How to Buy Bonds: A Guide for New Investors
Think of a bond as a loan: You, the investor, are loaning a company, city, state, or even country money. At the end of the loan term, they agree to pay you that money back, plus interest. Because of this structure, bonds are typically less risky than other investment options, and they are a smart investment for people who "have cash needs, a shorter time horizon before expecting to withdrawal funds, or a low risk tolerance," says Lori B. Poole, CFP, a wealth advisor at Bartlett Wealth Management. If you'd like to buy a bond, here are three ways to make the purchase.
Buy an actively managed bond mutual fund.
"Bonds can play a role in virtually any portfolio," says Lauren Zangardi Haynes, owner of Spark Financial Advisors. And one of the easiest ways for an investor to add them to her portfolio is by buying bonds in a mutual fund. Buying bonds in a mutual fund allows you to "buy a diversified basket of bonds with a smaller amount of money," says Poole. "Most of these funds have an investment manager that is actively putting together a bond portfolio based on market factors."

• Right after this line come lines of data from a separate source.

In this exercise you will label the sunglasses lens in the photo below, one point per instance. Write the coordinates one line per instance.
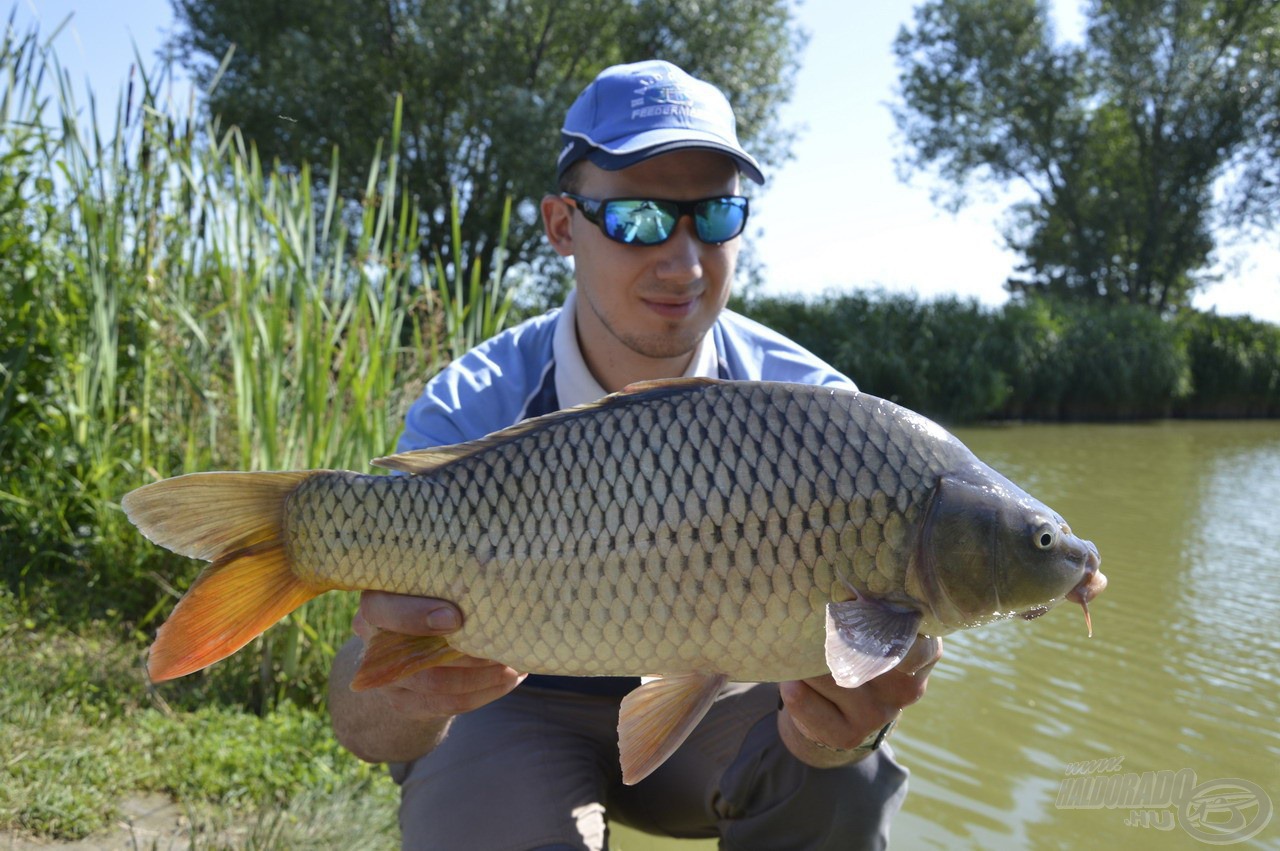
(721, 219)
(638, 222)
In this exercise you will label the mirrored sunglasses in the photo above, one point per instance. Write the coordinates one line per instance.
(652, 222)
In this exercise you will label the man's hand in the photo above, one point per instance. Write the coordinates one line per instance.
(407, 718)
(821, 723)
(446, 690)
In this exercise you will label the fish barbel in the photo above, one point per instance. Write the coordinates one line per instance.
(691, 529)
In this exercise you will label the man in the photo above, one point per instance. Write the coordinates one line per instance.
(649, 210)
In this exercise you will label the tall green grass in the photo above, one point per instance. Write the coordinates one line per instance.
(169, 305)
(1037, 358)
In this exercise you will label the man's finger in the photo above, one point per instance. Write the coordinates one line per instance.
(410, 614)
(922, 655)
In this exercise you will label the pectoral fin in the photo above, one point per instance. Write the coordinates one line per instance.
(391, 655)
(865, 639)
(658, 715)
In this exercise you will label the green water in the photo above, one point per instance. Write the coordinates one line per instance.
(1183, 671)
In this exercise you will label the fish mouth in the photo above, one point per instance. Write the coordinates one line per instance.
(1091, 585)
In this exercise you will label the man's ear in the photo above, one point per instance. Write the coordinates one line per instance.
(558, 224)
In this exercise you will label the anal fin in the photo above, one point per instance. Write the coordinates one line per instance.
(865, 639)
(657, 718)
(392, 655)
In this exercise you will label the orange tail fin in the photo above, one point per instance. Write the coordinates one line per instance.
(234, 521)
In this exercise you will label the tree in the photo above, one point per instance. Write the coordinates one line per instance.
(485, 86)
(1123, 141)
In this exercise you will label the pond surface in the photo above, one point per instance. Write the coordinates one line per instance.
(1179, 685)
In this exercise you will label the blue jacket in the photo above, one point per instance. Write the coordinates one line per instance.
(511, 378)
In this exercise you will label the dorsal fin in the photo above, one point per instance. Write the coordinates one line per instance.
(421, 461)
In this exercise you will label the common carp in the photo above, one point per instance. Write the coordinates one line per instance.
(690, 529)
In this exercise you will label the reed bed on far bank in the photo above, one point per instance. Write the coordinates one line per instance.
(959, 361)
(170, 303)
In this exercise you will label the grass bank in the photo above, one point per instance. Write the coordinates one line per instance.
(960, 361)
(82, 731)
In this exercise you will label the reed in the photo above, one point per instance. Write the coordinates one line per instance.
(174, 305)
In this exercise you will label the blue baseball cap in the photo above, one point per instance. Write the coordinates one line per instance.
(631, 113)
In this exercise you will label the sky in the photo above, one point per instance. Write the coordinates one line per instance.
(836, 216)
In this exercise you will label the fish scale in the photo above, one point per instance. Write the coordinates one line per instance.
(737, 494)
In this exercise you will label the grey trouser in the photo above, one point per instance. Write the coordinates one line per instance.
(540, 768)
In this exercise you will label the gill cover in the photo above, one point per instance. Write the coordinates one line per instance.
(988, 550)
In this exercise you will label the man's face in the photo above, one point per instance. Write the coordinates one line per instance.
(643, 310)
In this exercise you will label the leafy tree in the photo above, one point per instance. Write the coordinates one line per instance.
(1121, 141)
(485, 85)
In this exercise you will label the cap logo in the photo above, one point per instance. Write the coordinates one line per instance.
(662, 97)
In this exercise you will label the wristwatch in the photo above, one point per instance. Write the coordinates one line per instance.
(877, 739)
(868, 745)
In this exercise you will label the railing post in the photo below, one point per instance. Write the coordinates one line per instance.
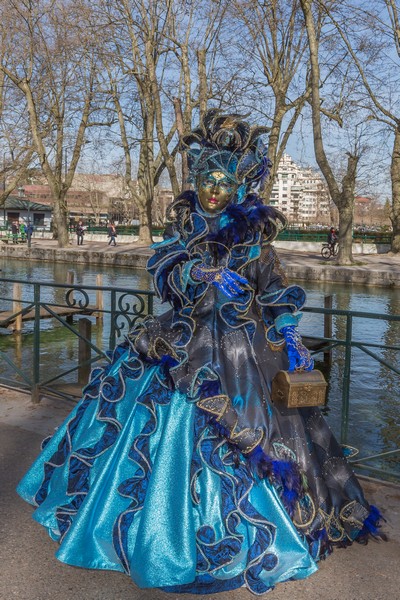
(328, 329)
(84, 350)
(17, 306)
(99, 297)
(346, 381)
(112, 317)
(35, 397)
(70, 281)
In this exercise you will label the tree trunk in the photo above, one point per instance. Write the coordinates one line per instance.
(60, 220)
(344, 197)
(145, 234)
(346, 235)
(181, 131)
(395, 178)
(345, 205)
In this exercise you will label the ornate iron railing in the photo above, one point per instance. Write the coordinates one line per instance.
(123, 308)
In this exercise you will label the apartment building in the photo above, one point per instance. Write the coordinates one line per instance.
(300, 193)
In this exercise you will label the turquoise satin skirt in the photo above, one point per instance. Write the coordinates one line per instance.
(136, 481)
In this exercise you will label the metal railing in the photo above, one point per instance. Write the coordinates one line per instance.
(125, 307)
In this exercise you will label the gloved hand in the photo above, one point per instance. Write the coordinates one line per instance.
(299, 356)
(223, 278)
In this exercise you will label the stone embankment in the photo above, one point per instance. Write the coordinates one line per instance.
(368, 269)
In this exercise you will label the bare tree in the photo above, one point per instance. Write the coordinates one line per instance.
(15, 140)
(275, 68)
(341, 193)
(374, 49)
(154, 53)
(50, 59)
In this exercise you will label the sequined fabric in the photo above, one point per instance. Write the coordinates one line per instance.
(176, 468)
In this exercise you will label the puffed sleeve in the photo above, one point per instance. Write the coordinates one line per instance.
(171, 267)
(279, 303)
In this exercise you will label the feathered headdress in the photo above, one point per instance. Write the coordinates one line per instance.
(227, 143)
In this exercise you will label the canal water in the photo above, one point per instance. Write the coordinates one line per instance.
(374, 423)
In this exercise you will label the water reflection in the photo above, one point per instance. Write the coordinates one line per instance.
(374, 390)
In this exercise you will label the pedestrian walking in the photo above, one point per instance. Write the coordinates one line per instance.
(112, 234)
(15, 231)
(178, 466)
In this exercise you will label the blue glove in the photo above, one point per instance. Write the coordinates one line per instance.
(299, 356)
(222, 278)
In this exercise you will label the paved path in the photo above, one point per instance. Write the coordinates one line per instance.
(368, 269)
(29, 570)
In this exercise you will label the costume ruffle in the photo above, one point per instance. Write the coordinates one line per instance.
(176, 467)
(139, 480)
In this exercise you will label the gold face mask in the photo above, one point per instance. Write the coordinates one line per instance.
(215, 191)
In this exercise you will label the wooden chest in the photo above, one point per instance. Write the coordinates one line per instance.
(299, 388)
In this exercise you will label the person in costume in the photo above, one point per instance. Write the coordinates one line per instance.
(176, 467)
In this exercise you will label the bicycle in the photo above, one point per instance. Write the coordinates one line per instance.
(329, 250)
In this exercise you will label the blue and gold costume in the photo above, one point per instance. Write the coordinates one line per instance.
(176, 467)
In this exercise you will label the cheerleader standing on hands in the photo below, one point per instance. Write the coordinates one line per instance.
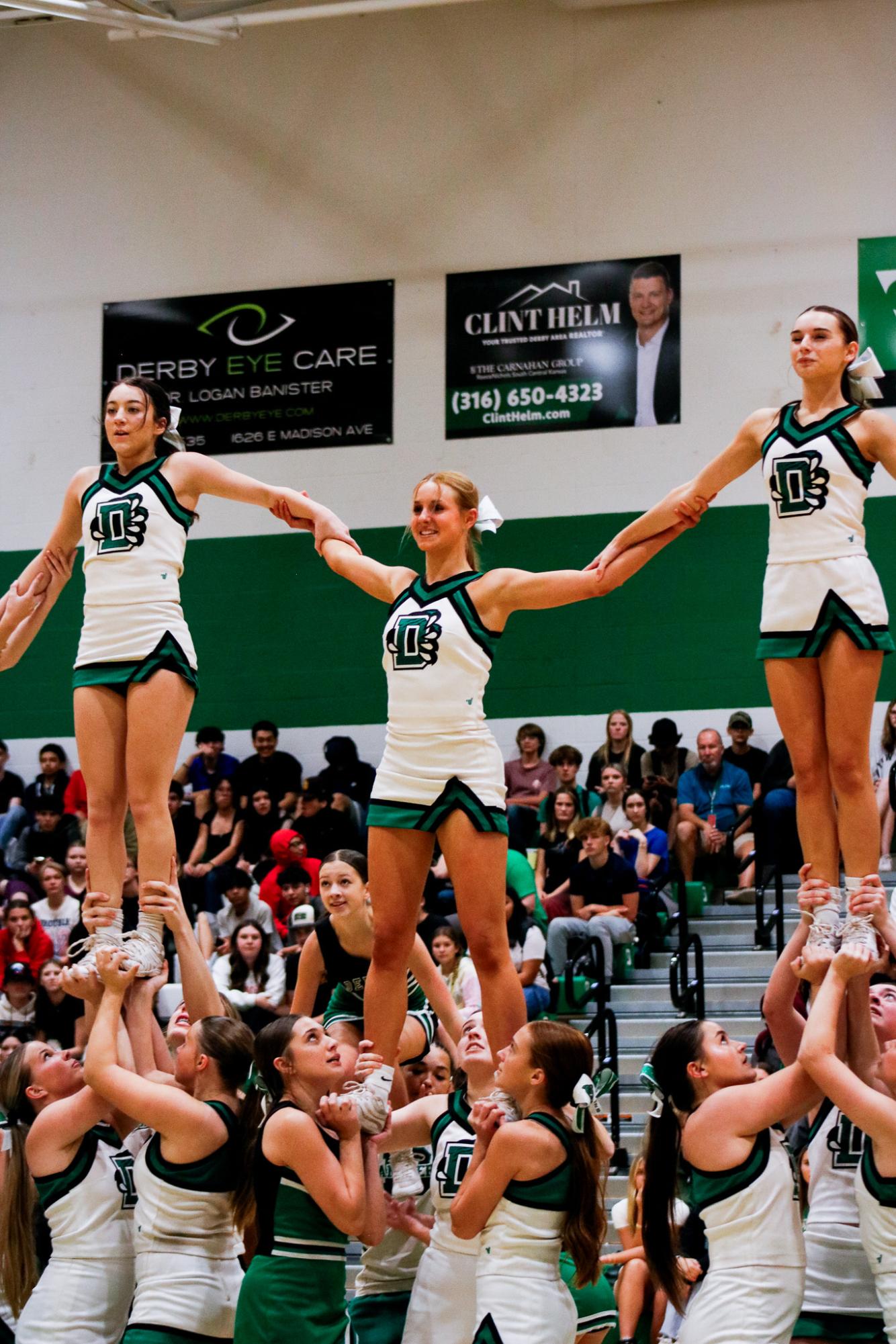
(443, 772)
(824, 624)
(135, 678)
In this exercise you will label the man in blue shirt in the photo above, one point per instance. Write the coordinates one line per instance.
(711, 799)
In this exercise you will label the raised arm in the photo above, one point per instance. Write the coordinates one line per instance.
(874, 1113)
(201, 992)
(695, 496)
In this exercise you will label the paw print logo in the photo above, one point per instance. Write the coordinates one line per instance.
(799, 484)
(414, 641)
(120, 525)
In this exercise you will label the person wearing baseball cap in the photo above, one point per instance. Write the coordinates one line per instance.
(18, 999)
(741, 753)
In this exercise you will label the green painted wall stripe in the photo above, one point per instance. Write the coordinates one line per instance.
(277, 635)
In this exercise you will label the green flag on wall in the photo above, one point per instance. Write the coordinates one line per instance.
(878, 307)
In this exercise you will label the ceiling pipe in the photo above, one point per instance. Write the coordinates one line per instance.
(343, 9)
(95, 13)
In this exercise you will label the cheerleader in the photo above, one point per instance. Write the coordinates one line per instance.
(307, 1184)
(187, 1266)
(79, 1155)
(535, 1188)
(710, 1112)
(135, 678)
(824, 627)
(868, 1098)
(339, 953)
(443, 774)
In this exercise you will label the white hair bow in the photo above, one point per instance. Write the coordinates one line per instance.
(863, 371)
(490, 519)
(171, 435)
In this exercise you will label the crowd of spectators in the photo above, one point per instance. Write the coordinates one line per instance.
(586, 859)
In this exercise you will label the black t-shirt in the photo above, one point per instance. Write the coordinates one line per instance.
(605, 886)
(58, 1020)
(561, 858)
(280, 773)
(753, 761)
(11, 787)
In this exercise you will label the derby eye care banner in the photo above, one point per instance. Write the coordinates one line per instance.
(584, 346)
(264, 370)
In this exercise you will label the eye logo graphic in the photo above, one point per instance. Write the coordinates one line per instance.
(261, 335)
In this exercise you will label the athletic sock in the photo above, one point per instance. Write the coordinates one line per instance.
(381, 1081)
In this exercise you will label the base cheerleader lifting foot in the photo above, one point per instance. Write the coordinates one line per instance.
(858, 930)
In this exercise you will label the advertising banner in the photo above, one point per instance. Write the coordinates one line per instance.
(584, 346)
(264, 370)
(878, 308)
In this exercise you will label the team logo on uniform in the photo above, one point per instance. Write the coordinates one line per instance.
(414, 641)
(120, 525)
(799, 484)
(124, 1165)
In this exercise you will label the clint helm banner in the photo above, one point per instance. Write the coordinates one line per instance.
(878, 308)
(264, 370)
(585, 346)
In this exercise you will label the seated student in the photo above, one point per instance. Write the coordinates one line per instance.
(58, 1018)
(58, 913)
(558, 850)
(620, 749)
(643, 844)
(457, 969)
(77, 871)
(240, 905)
(662, 768)
(18, 999)
(568, 762)
(22, 938)
(613, 788)
(206, 766)
(260, 824)
(251, 977)
(50, 784)
(604, 898)
(529, 781)
(527, 953)
(324, 827)
(49, 838)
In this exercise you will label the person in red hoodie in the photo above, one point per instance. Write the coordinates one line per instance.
(24, 937)
(287, 847)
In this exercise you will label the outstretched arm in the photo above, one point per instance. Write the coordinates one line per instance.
(695, 496)
(500, 593)
(194, 475)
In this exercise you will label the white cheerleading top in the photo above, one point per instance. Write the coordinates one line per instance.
(817, 483)
(437, 655)
(752, 1211)
(91, 1204)
(135, 537)
(835, 1152)
(453, 1143)
(185, 1207)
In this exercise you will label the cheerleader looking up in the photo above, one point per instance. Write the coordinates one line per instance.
(135, 678)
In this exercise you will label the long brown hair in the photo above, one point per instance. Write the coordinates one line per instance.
(851, 334)
(468, 498)
(671, 1057)
(268, 1086)
(18, 1198)
(565, 1055)
(889, 735)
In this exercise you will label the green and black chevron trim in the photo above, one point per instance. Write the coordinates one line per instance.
(455, 796)
(835, 615)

You can purchase a bond mutual fund at investment companies such as Fidelity and Vanguard. And "many people can buy bond mutual funds in their retirement plans, which is a good idea if you're closer to retirement and will need to live on the funds in the near term," explains Poole.
Buy an indexed bond mutual fund or Exchange Traded Fund.
Indexed bond mutual funds and Exchange Traded Funds (ETFs) aren't actively managed—but that usually means they have lower fees and costs associated with purchasing them. And just like managed funds, index bond mutual funds and ETFs offer a basket of different bonds, according to Poole. "An investor might be interested in adding ETFs to their bond portfolio for diversification," she says. You can also purchase these kinds of bond mutual funds through investment companies.
Buy a single bond, directly.
Rather than buying a collection of bonds through a mutual fund, you can purchase a single bond directly through its issuer. If you have a specific need, Poole recommends you work with your bank to buy a "Certificate of Deposit (otherwise known as CD) or other short-term bond that will mature exactly when they anticipate needing the cash." You can also work with an investment manager to buy a bond. In either case, you'll know exactly who has your money, says Haynes. But she warns this purchasing strategy has risk, too: If the holder defaults on the bond, you will lose all your money.
She also warns against single bonds that look too good to be true. In this case, "it probably is," says Haynes. "If you see a bond fund manager who has incredible performance versus their benchmark, lift up the hood," she adds. "There's no free lunch. Remember that [the term] 'high yield bonds' is marketing spin for 'junk debt.' People don't like to buy things called 'junk bonds, but they do like the idea of 'high-yield bonds,' so that's how those bonds tend to be marketed."